Opened 13 years ago
Closed 12 years ago
#19571 closed defect (bug) (fixed)
wp_rand() can return a value outside the requested range
Reported by: | mdawaffe | Owned by: | westi |
---|---|---|---|
Milestone: | 3.5 | Priority: | normal |
Severity: | normal | Version: | 3.3 |
Component: | General | Keywords: | has-patch health-check |
Focuses: | Cc: |
Description
On some 32bit hosts, the Entropy builds of PHP truncate integers larger than PHP_INT_MAX to PHP_INT_MAX rather than overflowing them as floats.
var_dump( 3000000000 === 2147483647 ); // true
This can cause wp_rand()
to return a value outside the requested range. That unexpected value in turn breaks wp_generate_password()

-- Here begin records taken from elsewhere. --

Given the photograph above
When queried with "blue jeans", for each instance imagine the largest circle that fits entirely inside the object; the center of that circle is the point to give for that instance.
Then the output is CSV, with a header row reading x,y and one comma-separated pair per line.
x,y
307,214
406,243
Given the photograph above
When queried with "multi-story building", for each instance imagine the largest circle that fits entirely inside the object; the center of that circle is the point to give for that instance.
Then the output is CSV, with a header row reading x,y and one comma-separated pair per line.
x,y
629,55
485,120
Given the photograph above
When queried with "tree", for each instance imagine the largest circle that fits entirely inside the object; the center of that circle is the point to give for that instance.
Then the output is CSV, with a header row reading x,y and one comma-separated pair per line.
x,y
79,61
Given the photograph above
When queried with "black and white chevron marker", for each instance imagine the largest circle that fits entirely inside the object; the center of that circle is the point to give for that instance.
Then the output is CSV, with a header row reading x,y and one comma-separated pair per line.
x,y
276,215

, which can have security ramifications.
The entropy builds of PHP can be downloaded from:
- http://taracque.hu/php5/
- http://www.entropy.ch/software/macosx/php/
- http://blog.liip.ch/archive/2011/04/13/php-5-3-for-os-x-10-6-one-line-installer.html
- http://php-osx.liip.ch/
- and probably others. Entropy is somewhat popular in the OS X community.
Steps to reproduce:
- Find an old 32bit Mac.
- curl -O 'http://taracque.hu/downloads/Entropy_PHP_5-3-8-0.zip'
- unzip Entropy_PHP_5-3-8-0.zip
- sudo installer -pkg Entropy_PHP_5-3-8-0.pkg -target "/"

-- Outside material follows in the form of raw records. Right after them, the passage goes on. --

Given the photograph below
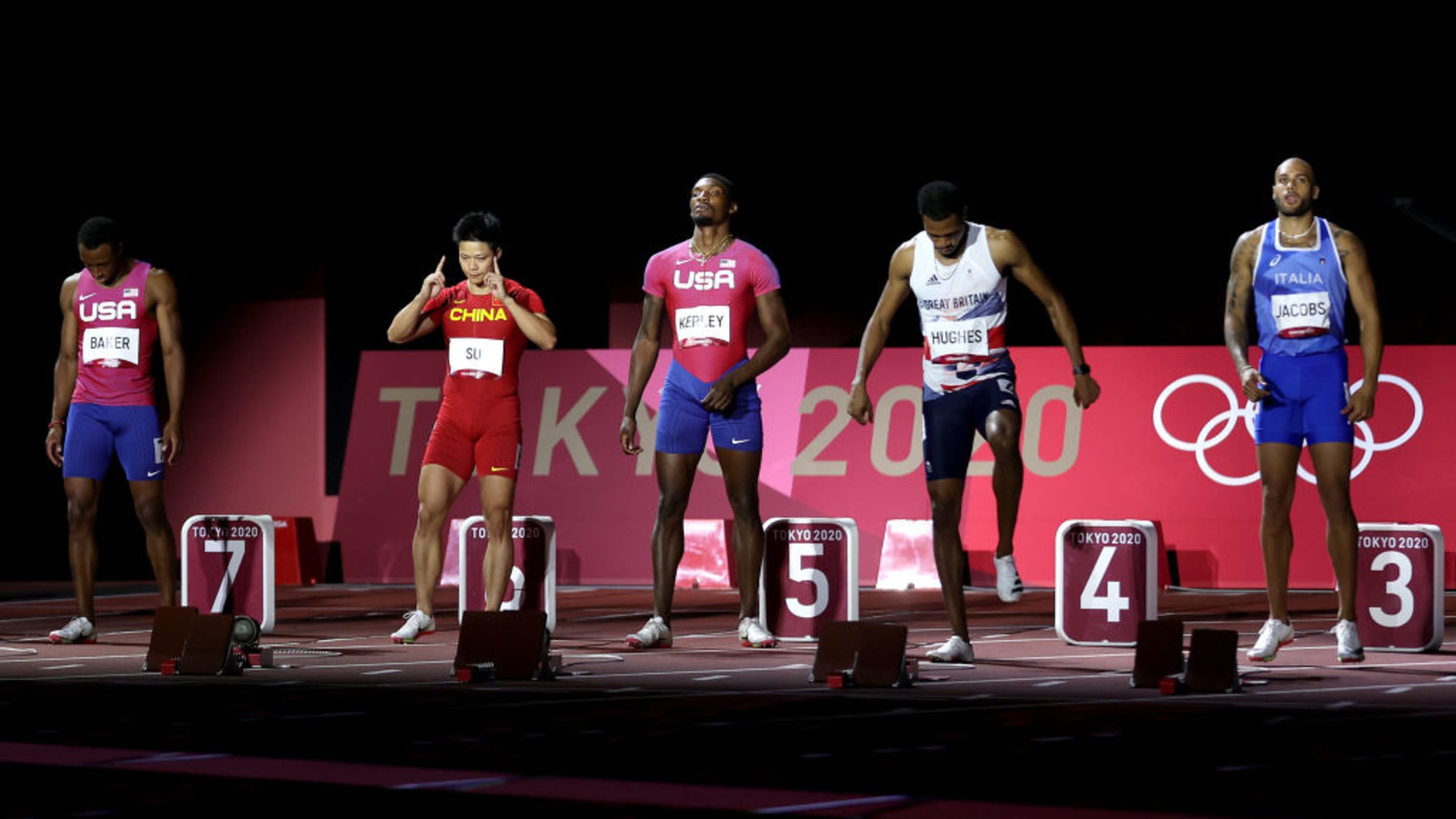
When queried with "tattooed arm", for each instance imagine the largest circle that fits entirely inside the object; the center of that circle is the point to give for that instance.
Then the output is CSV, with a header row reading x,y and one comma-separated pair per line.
x,y
1236,314
1372,340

- /usr/local/php5/bin/php -r 'var_dump( 3000000000 === 2147483647 );'
The attached patch to wp_rand()
checks for the problem and creates the problematic large integer as a string cast to a float rather than as an int (which, on working PHP builds, would be implicitly cast to a float).
The patch is also implemented as a plugin: http://wordpress.org/extend/plugins/wp-rand-for-entropy-php/
PS: Installing entropy edits the apache configs that come with OS X.